The cytotoxicity of XHE-III-74 analogs was not very pronounced. The analysis showed that 50% of all compounds have LD₅₀ values greater than 400 µM for the sensitive HEK293 kidney cells. For the BEAS2B lung cells, 71% of the compounds were not toxic. The compounds with the highest toxicity were thioesters 14 and 14a. Interestingly, the deuterium effect was less pronounced for cytotoxicity, although small differences were observed (Supporting Information). Sensorimotor impairment is another important screen for unwanted side effects in a possible asthma drug. Among the different GABA_AR in the CNS, the α1β3γ2 GABA_AR subtype is known to mediate sedation, which in turn compromises sensorimotor skills.[29] Thus, compounds with high efficacy toward this receptor subtype are expected to induce sedation in vivo, as seen for diazepam.[30] However, due to the unique scaffold of XHE-III-74 and its analogs, low efficacy towards α1β3γ2 GABA_AR and high efficacy towards α4β3γ2 GABA_AR was shown, e.g. XHE-III-74 (7),[25] XHE-III-74EE (5),[30] and XHE-III-74A (9).[26] Only a few of the compounds described herein induced sensorimotor effects comparable to diazepam, however at concentrations that were eight times greater. At 40 mg/kg deuterated compounds in comparison to non-deuterated compounds are more likely to impair sensorimotor abilities. This effect correlated with their better metabolic stability. For instance, 30% of 10 was metabolically converted after one hour, whereas only 15% of deuterated 10a was converted during the same time. Accordingly, 10 did not induce any sensorimotor impairment in contrast to 10a. Thus, increasing the half-life of a drug candidate using deuterium amplified not only the therapeutic effect but also potentiated possible side effects. The only compounds investigated herein that were stable in mouse and human liver microsomes and did not induce sensorimotor impairment were compounds 6, 9a, 16, 16a, and 17a.

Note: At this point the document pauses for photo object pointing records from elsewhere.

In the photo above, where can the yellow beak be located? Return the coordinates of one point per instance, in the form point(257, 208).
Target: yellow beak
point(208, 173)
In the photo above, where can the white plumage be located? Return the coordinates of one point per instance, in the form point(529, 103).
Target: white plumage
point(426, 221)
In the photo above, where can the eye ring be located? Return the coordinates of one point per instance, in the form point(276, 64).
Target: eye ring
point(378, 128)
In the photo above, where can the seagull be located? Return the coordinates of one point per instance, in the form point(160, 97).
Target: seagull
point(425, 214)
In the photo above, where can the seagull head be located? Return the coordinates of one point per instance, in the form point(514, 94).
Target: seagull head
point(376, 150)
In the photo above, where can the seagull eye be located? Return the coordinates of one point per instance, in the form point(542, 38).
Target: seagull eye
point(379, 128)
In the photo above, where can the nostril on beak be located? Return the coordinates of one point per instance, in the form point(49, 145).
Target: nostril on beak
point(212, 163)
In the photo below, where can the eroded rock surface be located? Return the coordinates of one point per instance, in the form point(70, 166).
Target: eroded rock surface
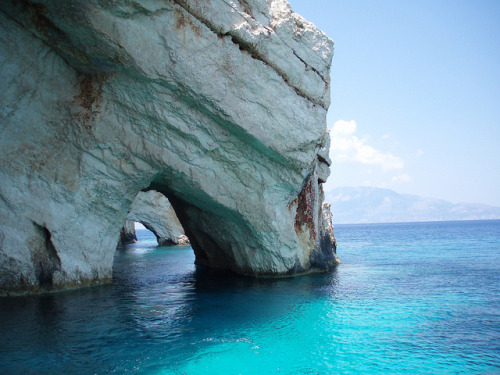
point(154, 211)
point(218, 105)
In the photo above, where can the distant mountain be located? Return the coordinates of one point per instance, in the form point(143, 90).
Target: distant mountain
point(375, 205)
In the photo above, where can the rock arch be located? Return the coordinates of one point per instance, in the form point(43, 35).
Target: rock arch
point(154, 211)
point(219, 106)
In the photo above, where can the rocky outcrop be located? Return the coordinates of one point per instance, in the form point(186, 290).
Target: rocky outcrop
point(154, 211)
point(220, 106)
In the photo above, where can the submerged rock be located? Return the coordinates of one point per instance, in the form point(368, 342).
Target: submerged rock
point(154, 211)
point(220, 106)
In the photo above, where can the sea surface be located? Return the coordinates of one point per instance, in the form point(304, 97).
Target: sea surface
point(412, 298)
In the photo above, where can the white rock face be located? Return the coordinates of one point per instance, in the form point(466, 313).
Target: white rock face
point(154, 211)
point(218, 105)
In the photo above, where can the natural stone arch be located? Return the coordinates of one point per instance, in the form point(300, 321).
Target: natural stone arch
point(153, 210)
point(220, 107)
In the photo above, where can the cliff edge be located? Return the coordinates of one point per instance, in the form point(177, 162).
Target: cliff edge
point(220, 106)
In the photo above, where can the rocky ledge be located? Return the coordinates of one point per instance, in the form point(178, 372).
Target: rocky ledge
point(220, 106)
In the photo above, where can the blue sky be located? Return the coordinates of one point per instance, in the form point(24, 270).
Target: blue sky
point(415, 95)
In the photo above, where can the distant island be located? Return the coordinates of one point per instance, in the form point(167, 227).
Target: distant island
point(353, 205)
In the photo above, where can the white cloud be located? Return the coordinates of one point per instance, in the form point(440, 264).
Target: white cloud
point(347, 147)
point(400, 179)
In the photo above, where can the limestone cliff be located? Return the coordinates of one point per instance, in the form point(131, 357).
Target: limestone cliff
point(219, 105)
point(154, 211)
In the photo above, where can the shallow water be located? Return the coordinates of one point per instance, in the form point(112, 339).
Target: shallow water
point(420, 298)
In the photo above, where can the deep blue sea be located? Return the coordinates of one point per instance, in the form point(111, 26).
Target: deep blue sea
point(413, 298)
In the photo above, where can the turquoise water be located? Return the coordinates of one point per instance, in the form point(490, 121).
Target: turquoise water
point(416, 298)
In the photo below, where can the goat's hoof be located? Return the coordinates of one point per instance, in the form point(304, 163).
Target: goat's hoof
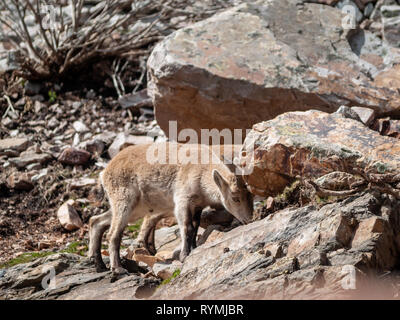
point(101, 267)
point(182, 256)
point(152, 250)
point(119, 271)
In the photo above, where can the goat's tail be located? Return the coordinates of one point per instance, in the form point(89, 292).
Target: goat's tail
point(96, 195)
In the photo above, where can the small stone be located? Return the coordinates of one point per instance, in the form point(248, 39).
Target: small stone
point(80, 127)
point(32, 88)
point(72, 156)
point(68, 216)
point(366, 115)
point(142, 255)
point(40, 175)
point(20, 181)
point(124, 140)
point(366, 229)
point(27, 158)
point(82, 183)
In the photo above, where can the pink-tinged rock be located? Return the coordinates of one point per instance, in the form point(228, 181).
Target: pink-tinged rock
point(72, 156)
point(312, 144)
point(368, 229)
point(124, 140)
point(366, 115)
point(14, 144)
point(68, 216)
point(204, 76)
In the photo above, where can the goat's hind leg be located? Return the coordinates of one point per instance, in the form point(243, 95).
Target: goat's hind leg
point(122, 210)
point(146, 234)
point(97, 226)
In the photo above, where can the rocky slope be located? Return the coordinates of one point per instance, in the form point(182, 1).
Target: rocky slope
point(323, 104)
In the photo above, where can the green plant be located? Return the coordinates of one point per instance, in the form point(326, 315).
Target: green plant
point(25, 258)
point(135, 228)
point(52, 96)
point(176, 273)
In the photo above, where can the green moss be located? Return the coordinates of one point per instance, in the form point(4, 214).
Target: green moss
point(25, 258)
point(73, 248)
point(31, 256)
point(176, 273)
point(52, 96)
point(135, 228)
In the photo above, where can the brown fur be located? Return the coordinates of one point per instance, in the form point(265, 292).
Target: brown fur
point(138, 189)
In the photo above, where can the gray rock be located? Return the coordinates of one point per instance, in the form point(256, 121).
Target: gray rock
point(27, 158)
point(75, 279)
point(124, 140)
point(68, 216)
point(13, 144)
point(207, 68)
point(317, 252)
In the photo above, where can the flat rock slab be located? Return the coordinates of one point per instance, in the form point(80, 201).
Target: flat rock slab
point(264, 58)
point(311, 144)
point(75, 279)
point(300, 253)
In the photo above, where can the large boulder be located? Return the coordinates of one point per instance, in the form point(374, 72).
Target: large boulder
point(258, 60)
point(312, 144)
point(304, 253)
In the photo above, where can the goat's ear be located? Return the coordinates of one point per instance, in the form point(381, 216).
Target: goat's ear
point(229, 164)
point(218, 179)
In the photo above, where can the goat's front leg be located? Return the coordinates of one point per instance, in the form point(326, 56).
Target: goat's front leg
point(184, 218)
point(196, 224)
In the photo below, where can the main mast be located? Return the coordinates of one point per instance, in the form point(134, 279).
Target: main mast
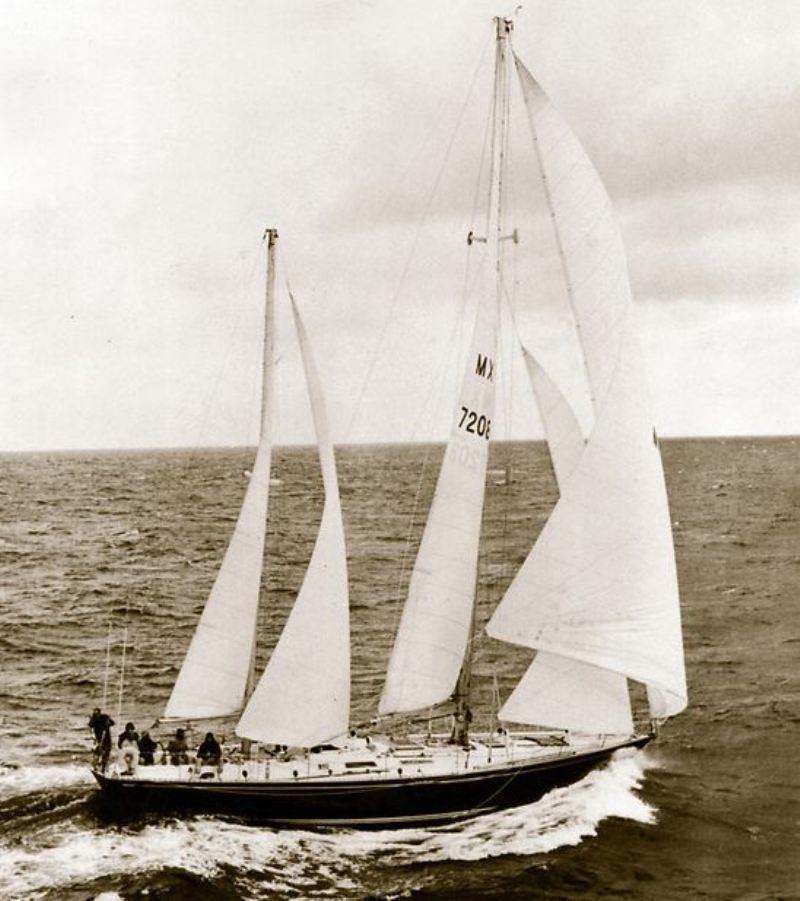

Compound 16, like other compounds in this series e.g. 5, 7, and 9,[26] significantly reduced airway muscle constriction caused by substance P. Airway smooth muscle relaxation is an important hallmark of an efficacious asthma treatment and compound 16 mediated this effect within 15 minutes. In vivo, using ovalbumin S/C mice, 16 reduced airway hyperresponsiveness at high methacholine challenge when given chronically. Similar effects were reported for 5 when given repeatedly over five days.²⁶ Both compounds (5 and 16) are metabolically stable in vitro and non-toxic, however, their effect was less pronounced in vivo probably due to subpharmacological concentrations. Ethyl ester 5 was shown to be absorbed and cleared slower with a t_1/2 of 16.3 min instead of 8.8 minutes in comparison to dimethyl amide 16. Using the same dose, the AUC for lung exposure decreased from 4516 ng*min/ml for 5 to 764 ng*min/ml for 16. Finally, it was shown that 5 metabolized to 9 probably by mouse esterases and compound 9 decreased airway eosinophilia.[26] In contrast, compound 16 metabolized to 15 (demethylation) but no hydrolysis yielding 9 was detected. Thus, the incremental weaker pharmacodynamic effects of 16 is in part mediated by its short half-life and the inability to form the anti-inflammatory compound 9.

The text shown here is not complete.